Bio-cementation of sand using enzyme-induced calcite precipitation: Mechanical behavior and microstructural analysis

The enzyme-induced calcite precipitation (EICP) has recently gained popularity as a ground improvement technique. Bio-cementation via EICP increases the strength, stiffness, and soil liquefaction resistance by clogging the voids and binding the soil particles with calcium carbonate. The objectives of the study involve assessing the mechanical behavior of the EICP-treated sand by performing monotonic consolidated drained triaxial and undrained cyclic triaxial tests. This study adopted a one-phase EICP cementation solution consisting of 1 M Urea, 0.67 M Calcium chloride dihydrate, and 3 g/l urease enzyme. The monotonic triaxial tests on pure sand and EICP-treated sand with 3,7, and 14 curing days were carried out at 50, 100, and 200 kPa confining pressures, respectively. A noticeable effective cohesion was observed for EICP-treated sand for all curing durations. Undrained cyclic triaxial tests on the EICP-treated specimens with 7 days of curing were performed at an effective confining pressure of 100 kPa.
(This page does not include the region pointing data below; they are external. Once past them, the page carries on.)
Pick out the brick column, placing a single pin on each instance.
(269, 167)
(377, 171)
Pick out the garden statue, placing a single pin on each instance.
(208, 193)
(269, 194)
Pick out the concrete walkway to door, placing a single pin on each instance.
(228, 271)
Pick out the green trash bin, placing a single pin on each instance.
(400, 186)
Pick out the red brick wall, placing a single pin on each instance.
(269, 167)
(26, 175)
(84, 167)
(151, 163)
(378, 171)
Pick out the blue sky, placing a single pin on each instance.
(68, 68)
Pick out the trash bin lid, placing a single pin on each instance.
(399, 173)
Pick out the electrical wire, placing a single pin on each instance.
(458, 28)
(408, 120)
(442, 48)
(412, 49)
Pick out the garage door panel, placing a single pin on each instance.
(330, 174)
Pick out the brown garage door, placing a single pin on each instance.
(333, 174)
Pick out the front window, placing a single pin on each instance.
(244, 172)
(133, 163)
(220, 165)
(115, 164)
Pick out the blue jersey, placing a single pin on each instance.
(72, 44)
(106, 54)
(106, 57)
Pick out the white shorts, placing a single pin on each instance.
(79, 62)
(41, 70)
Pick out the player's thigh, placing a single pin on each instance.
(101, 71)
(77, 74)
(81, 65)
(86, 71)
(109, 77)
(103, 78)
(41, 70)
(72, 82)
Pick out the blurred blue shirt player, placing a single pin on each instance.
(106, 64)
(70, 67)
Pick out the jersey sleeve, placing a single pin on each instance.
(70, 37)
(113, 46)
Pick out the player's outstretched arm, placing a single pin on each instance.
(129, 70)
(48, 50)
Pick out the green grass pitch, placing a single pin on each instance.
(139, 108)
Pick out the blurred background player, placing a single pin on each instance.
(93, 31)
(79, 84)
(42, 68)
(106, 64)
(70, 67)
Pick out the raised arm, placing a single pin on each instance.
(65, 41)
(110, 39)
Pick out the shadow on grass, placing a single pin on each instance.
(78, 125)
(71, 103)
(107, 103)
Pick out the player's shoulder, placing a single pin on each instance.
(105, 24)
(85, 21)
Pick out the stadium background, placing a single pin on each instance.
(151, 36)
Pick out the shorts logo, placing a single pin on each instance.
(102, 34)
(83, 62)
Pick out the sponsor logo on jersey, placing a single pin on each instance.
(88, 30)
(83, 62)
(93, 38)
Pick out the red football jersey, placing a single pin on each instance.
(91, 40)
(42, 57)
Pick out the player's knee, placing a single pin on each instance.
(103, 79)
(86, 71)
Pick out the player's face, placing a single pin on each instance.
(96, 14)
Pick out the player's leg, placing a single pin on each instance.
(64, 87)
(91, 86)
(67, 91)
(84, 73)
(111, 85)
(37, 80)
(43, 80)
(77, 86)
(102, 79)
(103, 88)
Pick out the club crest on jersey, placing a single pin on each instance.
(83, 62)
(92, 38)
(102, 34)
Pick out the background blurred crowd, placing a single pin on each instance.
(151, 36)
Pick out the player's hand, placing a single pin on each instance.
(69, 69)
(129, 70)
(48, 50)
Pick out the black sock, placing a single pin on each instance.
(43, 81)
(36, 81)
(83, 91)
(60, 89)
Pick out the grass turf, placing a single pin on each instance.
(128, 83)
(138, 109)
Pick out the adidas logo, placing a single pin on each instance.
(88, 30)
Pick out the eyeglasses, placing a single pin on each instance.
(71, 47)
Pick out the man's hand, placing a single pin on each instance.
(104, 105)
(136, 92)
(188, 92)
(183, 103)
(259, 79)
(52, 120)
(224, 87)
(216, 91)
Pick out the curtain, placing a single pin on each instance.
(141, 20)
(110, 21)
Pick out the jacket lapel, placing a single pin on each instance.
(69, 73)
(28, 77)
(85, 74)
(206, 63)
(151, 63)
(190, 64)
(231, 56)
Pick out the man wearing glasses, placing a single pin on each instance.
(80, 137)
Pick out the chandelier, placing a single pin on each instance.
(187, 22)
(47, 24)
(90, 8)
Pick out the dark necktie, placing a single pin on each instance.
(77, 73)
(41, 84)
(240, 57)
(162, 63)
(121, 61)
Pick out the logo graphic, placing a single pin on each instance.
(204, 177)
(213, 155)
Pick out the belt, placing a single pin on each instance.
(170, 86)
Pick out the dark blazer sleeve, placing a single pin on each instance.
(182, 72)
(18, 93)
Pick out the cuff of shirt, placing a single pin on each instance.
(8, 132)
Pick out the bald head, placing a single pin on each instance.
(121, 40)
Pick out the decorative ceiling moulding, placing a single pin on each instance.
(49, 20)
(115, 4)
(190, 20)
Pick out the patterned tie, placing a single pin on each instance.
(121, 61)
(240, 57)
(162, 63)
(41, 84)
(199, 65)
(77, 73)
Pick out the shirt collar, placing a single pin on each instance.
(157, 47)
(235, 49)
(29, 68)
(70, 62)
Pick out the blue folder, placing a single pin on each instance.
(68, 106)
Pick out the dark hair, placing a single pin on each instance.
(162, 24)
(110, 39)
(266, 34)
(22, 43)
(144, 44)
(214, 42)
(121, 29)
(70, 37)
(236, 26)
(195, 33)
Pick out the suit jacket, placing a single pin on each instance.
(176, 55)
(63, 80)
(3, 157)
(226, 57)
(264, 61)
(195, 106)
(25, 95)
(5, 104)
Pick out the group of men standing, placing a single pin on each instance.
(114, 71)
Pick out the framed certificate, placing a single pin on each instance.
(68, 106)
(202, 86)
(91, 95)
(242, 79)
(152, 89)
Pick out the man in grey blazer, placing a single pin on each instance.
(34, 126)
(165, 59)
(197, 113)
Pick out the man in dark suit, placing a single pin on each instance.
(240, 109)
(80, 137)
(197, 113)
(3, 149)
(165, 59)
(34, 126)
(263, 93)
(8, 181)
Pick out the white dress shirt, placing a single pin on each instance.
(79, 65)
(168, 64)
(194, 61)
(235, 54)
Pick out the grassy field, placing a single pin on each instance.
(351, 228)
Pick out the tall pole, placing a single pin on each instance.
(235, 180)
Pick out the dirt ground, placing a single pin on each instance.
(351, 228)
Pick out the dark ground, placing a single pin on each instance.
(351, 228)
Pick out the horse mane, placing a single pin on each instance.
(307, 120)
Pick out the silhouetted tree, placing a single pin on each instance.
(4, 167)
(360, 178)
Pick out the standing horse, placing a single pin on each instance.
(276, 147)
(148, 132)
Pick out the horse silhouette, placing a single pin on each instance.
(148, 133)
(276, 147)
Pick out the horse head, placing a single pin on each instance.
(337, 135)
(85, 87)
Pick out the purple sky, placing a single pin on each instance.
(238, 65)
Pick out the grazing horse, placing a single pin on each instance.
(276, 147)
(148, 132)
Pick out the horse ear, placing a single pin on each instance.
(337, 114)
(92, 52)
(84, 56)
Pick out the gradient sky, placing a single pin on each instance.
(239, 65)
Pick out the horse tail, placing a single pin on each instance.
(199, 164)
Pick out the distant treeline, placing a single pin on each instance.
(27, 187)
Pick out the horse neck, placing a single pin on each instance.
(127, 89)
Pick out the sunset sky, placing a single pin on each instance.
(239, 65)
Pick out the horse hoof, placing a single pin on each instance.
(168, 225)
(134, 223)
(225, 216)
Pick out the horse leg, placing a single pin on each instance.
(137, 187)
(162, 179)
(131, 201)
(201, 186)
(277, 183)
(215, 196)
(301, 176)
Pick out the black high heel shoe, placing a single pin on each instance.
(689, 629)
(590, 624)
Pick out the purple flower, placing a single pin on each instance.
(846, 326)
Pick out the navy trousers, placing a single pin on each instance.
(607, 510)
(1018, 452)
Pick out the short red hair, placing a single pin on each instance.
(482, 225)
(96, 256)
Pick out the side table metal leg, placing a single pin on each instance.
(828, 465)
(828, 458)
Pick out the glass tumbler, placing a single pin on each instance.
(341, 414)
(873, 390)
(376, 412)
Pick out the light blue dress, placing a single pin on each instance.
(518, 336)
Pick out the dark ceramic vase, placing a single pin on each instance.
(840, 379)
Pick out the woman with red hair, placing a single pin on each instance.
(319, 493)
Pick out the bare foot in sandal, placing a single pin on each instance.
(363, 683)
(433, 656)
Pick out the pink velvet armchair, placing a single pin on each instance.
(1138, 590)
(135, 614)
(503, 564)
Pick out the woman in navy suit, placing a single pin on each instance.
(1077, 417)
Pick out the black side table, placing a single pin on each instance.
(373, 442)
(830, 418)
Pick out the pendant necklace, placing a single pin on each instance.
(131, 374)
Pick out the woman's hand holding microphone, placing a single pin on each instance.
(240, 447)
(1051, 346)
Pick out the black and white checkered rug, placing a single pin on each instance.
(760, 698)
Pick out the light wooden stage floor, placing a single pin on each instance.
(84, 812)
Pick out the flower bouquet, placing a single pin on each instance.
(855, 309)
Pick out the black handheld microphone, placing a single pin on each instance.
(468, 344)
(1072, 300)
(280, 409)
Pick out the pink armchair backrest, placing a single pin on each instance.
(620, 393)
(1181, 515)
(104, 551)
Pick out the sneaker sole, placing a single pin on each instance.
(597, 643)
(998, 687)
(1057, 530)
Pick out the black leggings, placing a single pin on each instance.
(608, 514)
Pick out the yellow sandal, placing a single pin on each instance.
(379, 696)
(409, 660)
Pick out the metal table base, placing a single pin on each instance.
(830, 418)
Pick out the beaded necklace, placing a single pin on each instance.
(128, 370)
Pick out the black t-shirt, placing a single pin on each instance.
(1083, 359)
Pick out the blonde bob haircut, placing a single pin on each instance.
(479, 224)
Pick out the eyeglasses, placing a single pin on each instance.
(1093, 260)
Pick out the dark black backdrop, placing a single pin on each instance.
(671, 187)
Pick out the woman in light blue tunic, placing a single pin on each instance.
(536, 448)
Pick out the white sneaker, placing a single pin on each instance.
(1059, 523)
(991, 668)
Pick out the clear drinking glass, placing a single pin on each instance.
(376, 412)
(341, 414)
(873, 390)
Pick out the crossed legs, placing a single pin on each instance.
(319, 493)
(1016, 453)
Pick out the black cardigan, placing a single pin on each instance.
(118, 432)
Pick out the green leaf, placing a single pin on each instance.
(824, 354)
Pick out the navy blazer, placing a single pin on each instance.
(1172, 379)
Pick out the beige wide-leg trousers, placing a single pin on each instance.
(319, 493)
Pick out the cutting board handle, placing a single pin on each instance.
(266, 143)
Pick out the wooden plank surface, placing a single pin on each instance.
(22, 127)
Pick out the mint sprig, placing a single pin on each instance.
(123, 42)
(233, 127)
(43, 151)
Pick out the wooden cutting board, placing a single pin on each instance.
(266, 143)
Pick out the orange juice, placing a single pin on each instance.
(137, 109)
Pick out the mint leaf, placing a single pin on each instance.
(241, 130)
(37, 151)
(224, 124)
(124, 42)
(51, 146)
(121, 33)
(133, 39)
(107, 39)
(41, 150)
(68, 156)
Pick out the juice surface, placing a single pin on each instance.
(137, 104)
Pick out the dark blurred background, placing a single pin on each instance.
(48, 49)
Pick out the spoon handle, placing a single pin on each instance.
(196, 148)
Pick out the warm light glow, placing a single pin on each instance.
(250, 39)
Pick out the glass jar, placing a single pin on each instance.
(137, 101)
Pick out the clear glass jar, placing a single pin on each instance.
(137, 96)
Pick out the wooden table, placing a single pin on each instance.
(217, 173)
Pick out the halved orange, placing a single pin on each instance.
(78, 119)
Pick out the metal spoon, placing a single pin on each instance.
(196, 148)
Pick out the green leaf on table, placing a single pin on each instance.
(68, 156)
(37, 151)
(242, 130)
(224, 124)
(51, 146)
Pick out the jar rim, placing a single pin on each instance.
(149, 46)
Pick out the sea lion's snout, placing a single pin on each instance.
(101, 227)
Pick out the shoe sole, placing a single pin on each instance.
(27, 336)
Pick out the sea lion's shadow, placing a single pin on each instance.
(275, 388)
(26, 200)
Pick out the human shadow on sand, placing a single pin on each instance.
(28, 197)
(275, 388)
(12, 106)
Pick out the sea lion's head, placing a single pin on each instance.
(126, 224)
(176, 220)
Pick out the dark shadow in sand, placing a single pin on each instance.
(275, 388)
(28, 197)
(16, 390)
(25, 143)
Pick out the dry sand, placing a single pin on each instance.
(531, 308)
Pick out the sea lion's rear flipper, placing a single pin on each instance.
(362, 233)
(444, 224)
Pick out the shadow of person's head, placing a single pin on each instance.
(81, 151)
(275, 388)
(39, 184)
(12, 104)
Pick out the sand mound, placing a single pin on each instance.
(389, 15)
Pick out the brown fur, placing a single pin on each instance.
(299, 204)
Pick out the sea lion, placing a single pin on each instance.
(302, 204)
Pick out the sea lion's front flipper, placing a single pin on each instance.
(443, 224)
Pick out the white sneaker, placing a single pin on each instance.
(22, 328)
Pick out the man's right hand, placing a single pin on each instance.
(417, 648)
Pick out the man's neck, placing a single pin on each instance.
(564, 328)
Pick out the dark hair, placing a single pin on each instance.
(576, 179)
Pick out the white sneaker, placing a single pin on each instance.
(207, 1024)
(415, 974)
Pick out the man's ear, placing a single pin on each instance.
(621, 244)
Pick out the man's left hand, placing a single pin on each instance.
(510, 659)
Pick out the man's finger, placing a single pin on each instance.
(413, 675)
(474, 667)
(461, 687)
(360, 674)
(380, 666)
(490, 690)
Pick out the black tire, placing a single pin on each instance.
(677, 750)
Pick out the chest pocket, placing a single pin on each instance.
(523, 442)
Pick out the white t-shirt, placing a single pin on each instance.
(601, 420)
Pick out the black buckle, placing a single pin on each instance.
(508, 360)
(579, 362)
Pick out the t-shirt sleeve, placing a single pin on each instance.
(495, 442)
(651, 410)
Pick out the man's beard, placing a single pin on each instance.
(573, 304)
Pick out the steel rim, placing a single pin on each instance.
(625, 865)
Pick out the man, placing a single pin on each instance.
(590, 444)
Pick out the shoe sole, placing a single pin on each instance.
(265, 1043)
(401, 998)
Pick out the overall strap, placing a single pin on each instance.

As expected, the number of cycles to liquefaction was higher in the EICP-treated specimen compared to pure sand due to the cementation effect. Finally, scanning electron microscopy (SEM) and energy dispersive spectroscopy (EDS) mapping confirmed the enhanced liquefaction resistance in EICP-treated sand due to calcium carbonate precipitation, leading to particle-to-particle interlocking. Additionally, X-ray Diffraction (XRD) analysis revealed the presence of calcite crystals resulting from the EICP treatment.